Dolar diken üstünde
Türkiye ekonomisi bu durgunluktan yılın 2. yarısı kurtulur mu? Şimdilerde gündemi meşgul eden soru bu. Ekonominin bir durgunluk sürecinde olduğu siyasi otoriterler tarafından dile getirilmeye başlandı. Amerikan Merkez Bankası FED arkamızda, seçimler önümüzde ilerliyoruz. Dolar tam da arada kalmış durumda, FED itiyor, seçimler öncesi gerilen piyasa çekiyor. Doğal olarak da dolar tırmanıyor.

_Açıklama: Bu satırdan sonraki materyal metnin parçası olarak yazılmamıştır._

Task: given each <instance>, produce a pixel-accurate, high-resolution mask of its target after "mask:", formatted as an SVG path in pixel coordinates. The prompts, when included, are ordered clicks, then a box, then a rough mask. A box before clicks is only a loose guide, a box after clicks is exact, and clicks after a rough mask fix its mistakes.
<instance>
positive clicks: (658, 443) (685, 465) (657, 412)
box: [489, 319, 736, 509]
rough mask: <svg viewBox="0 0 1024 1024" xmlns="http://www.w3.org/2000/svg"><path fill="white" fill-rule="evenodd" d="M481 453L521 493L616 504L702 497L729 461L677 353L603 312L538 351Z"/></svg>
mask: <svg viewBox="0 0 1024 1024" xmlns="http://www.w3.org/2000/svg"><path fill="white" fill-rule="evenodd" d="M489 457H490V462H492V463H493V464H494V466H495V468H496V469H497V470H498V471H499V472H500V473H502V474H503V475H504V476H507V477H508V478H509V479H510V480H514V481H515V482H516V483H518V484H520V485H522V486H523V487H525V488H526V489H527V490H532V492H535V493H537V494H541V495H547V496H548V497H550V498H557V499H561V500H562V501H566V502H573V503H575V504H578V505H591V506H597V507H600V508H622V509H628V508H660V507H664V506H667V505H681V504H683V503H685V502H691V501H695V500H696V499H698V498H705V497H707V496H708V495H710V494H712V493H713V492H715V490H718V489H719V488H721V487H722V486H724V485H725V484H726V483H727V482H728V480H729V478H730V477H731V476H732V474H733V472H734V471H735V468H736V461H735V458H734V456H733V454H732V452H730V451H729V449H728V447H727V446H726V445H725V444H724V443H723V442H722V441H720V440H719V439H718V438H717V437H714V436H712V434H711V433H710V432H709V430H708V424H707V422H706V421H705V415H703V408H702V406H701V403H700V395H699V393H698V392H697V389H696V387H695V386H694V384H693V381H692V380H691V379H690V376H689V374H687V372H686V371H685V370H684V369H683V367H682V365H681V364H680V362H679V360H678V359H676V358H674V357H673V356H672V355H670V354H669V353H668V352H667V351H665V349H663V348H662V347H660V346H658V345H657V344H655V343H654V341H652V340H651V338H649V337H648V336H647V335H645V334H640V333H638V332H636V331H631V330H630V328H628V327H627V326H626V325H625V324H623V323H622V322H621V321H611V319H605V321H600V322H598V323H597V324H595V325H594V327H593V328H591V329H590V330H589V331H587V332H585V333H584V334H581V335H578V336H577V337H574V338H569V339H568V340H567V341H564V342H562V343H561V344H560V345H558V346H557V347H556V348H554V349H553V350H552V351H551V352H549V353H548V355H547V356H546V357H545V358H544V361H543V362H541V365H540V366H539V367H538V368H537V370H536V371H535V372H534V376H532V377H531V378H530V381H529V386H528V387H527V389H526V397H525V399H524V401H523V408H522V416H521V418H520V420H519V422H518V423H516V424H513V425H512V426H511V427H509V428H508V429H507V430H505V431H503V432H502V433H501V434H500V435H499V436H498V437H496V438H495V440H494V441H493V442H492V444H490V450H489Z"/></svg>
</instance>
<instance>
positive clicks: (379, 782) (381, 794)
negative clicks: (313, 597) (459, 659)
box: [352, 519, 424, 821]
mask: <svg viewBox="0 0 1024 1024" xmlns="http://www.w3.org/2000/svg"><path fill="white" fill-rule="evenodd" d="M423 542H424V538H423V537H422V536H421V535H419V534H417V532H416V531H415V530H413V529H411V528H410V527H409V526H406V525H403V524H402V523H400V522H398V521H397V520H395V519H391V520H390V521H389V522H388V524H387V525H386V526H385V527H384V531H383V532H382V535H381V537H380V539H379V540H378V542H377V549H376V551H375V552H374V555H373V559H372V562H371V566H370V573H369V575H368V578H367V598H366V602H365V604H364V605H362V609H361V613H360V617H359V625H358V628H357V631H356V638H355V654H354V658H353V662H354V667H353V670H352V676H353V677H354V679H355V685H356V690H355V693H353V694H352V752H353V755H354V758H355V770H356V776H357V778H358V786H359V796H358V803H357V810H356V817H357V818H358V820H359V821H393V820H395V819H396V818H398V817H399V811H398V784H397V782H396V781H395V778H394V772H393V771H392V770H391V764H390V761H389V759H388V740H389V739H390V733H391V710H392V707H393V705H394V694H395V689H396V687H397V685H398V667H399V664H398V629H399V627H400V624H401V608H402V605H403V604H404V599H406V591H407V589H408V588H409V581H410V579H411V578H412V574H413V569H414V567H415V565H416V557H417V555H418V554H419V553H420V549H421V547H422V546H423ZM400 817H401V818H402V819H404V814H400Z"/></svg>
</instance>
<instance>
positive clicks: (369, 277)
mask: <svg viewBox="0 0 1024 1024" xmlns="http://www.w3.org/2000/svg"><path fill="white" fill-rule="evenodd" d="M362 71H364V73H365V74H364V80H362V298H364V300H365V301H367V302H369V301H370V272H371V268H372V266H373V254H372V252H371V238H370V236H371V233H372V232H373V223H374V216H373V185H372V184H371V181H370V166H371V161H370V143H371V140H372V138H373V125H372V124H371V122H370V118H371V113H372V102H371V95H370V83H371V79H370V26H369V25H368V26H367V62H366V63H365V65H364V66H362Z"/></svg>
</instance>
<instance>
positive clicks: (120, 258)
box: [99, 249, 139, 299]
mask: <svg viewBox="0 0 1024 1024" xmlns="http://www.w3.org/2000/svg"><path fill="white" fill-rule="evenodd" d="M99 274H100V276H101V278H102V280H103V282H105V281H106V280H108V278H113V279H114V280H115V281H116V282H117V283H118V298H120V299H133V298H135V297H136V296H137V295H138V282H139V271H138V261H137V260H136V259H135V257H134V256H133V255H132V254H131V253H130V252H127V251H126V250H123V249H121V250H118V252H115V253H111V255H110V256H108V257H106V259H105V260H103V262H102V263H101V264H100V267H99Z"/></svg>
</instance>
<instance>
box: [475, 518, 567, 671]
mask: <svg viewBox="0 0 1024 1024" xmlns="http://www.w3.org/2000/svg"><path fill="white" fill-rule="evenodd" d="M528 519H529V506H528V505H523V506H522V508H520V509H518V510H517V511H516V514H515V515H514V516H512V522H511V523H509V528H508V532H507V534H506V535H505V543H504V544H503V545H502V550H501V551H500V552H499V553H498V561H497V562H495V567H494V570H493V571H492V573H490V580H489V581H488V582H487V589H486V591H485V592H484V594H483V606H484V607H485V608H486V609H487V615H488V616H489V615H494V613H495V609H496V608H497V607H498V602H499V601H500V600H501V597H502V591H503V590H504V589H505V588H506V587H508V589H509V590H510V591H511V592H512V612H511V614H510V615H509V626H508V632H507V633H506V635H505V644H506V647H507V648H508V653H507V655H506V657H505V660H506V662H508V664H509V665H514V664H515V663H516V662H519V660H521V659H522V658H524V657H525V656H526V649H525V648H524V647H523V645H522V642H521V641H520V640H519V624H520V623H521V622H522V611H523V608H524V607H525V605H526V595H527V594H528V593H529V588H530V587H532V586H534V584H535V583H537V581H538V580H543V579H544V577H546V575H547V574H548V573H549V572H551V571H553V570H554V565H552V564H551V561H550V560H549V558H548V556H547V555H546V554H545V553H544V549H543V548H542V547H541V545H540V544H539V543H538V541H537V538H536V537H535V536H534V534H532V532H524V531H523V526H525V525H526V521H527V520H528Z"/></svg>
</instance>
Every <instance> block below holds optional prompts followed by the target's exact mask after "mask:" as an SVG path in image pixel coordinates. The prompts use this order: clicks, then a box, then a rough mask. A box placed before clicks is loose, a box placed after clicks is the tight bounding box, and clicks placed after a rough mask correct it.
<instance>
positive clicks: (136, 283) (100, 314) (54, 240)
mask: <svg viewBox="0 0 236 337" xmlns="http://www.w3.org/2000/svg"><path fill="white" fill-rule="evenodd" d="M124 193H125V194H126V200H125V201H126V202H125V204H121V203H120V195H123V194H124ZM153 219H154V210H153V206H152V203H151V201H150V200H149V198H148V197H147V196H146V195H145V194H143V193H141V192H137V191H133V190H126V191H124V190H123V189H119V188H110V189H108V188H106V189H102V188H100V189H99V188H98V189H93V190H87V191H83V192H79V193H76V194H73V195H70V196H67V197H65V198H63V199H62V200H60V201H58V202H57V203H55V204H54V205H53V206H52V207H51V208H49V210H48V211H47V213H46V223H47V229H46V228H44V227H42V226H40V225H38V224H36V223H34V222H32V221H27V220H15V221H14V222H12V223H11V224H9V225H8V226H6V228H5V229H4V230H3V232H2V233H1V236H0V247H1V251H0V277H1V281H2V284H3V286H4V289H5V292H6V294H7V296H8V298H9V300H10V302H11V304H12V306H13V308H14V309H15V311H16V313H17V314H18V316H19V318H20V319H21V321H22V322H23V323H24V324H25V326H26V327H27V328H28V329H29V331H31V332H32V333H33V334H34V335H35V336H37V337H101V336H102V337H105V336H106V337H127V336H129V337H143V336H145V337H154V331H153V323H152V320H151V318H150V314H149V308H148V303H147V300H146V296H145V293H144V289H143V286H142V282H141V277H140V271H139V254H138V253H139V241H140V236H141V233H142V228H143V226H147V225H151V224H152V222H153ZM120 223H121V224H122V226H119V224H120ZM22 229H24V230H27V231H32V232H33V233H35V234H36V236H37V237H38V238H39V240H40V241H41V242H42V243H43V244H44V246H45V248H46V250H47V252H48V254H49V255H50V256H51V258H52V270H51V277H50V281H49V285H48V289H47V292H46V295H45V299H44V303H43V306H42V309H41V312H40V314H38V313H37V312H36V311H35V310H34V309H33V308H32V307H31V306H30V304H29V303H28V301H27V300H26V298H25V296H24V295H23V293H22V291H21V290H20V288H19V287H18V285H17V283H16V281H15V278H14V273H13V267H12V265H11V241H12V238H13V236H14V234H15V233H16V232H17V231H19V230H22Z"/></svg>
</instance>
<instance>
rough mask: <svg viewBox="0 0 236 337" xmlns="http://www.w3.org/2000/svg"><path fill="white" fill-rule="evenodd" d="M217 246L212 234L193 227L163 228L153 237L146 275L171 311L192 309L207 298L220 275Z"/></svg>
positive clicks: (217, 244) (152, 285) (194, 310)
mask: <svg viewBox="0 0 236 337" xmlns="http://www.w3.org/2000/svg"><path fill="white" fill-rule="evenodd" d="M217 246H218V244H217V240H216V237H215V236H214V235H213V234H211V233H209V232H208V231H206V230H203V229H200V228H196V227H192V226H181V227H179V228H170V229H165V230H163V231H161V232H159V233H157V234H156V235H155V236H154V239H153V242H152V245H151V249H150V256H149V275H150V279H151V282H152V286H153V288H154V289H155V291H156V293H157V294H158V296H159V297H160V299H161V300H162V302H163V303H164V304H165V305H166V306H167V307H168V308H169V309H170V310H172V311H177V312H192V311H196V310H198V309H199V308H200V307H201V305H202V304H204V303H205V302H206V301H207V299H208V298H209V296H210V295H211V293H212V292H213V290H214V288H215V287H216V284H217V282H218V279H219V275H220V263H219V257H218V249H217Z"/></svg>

Dolar hızla tırmanırken ABD’den gelen mart ayı tarım dışı istihdam verileri 126,000 ile (beklenti 245,000)beklentilerin epey altında kaldı ve doların tırmanışını durdurdu. İşsizlik 5,5 ile beklentiye paralel, ücretler ise geçen sene aynı döneme göre %2,1 artış gösterdi. FED başkanı Yellen son konuşmasında enflasyonda %2’ye doğru net bir hareket ve ücretlerde ciddi artış görüldüğünde FED faiz artırımına gidecektir demişti. Aksi takdirde ise bir miktar daha ötelenecek. Son veriler bir miktar kötü gelse de olunması istenilen yerden pek de uzak değiliz. ABD tarafında verilerin kötü gelmesinin nedeni, petrol fiyatı yüzünden işçi çıkaran petrol şirketleri ve sert geçen kış şartları. Bu ay içerisinde gelecek olan verilerde de ufak bozulmalar yaşanabilir. Fakat önümüzdeki aydan itibaren toparlanma izlenecektir. Verilerde aşırı bir bozulma görülmez ise Haziran veya Temmuz toplantısında FED’den bir faiz artırımı gelmesi muhtemel.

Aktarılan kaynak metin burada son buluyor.